Alain Juillet a livré un sévère réquisitoire sur les pratiques de Nicolas Sarkozy et de ses proches en Libye

Bien avant 2011, le renseignement français avait entendu parler d’un possible financement libyen en faveur des équipes de Nicolas Sarkozy, a certifié devant un juge l’ex-directeur de la DGSE, Alain Juillet, cité par Mediapart.

Interrogé fin juin dans le cabinet du juge Tournaire, l’ancien directeur de la DGSE, puis responsable de l’intelligence économique à Matignon, Alain Juillet a livré un sévère réquisitoire sur les pratiques de Nicolas Sarkozy et de ses proches en Libye, allant jusqu’à les comparer à un «milieu de voyous», rapporte Mediapart.

Selon lui, bien avant les déclarations de Saïf al-Islam en 2011, le renseignement français était au courant d’échos insistants sur un possible soutien financier libyen aux équipes de Nicolas Sarkozy au moment de la campagne présidentielle de 2007.L’ex-Président de la République est mis en examen depuis mars 2018 pour «corruption passive», «financement illicite de campagne électorale» et «recel de détournement de fonds publics», tandis que l’ancien secrétaire général de l’Élysée, puis ministre de l’Intérieur, Claude Guéant a écopé de près d’une dizaine de mises en examen, dont une pour «corruption», rappelle le portail.

«Rencontres troublantes»

Par ailleurs, l’enquête a montré que deux lieutenants de Sarkozy, Claude Guéant et Brice Hortefeux, avaient par deux fois rencontré secrètement en 2005 à Tripoli Abdallah Senoussi, soupçonné d’être l’un des acteurs de la corruption reprochée au clan Sarkozy et condamné en 1999 par contumace dans le procès de l’attentat contre l’avion de ligne DC-10 de la compagnie UTA.

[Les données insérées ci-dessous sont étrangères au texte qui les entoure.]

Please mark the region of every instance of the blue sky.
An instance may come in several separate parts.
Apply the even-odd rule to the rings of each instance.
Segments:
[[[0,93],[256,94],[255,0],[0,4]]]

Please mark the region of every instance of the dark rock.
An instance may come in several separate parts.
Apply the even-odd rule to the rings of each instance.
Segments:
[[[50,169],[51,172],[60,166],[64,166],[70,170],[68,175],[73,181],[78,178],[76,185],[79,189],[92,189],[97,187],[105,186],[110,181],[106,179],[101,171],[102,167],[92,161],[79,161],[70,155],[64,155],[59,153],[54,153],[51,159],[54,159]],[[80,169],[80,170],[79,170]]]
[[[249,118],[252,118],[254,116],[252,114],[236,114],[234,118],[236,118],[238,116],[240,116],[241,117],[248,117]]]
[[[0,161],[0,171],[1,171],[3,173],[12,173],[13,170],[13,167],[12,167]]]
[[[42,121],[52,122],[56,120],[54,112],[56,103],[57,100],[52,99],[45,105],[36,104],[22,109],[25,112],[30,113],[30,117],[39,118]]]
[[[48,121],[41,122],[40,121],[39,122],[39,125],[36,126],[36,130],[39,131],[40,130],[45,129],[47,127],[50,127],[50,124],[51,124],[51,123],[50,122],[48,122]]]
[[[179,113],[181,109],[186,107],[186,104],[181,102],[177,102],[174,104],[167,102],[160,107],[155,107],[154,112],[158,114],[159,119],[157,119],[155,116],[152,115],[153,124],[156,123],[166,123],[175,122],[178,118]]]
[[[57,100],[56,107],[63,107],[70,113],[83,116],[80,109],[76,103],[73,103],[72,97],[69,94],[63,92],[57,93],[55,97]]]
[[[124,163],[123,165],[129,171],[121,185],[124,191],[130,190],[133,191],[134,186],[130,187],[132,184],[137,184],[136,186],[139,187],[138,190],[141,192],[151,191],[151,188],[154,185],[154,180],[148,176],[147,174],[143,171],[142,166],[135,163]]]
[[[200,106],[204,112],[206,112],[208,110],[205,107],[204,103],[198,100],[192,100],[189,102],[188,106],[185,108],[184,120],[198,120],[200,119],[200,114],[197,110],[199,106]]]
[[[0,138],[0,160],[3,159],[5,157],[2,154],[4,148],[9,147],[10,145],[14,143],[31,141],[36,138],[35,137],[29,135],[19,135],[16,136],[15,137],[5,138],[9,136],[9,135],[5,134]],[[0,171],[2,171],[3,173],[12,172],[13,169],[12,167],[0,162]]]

«Ces rencontres sont troublantes. […] Là, on n’est plus dans la politique, on est dans le milieu des voyous», a confié Alain Juillet devant le juge Tournaire.

Toujours d’après l’enquête judiciaire, durant ces deux rendez-vous secrets de Guéant et Hortefeux avec Senoussi, qui ont eu lieu en septembre et décembre 2005, un financement occulte à l’occasion de la prochaine campagne présidentielle a pu être discuté et préparé.Alain Juillet a tenu à souligner que tous ces agissements du cabinet de Sarkozy «étaient inconnus» de Matignon.

Tente de Kadhafi à Paris

Pour M.Juillet, «d’autres choses curieuses ont attiré l’attention» sur les relations particulières qu’entretenaient les dirigeants français et libyen, comme l’accueil fait en décembre 2007 à Mouammar Kadhafi qui a pu planter sa tente à Paris:

«On n’a jamais vu quelque chose de pareil dans la République. Ce qui se disait, c’est que Kadhafi avait payé une partie de la campagne de Nicolas Sarkozy», a-t-il fait valoir.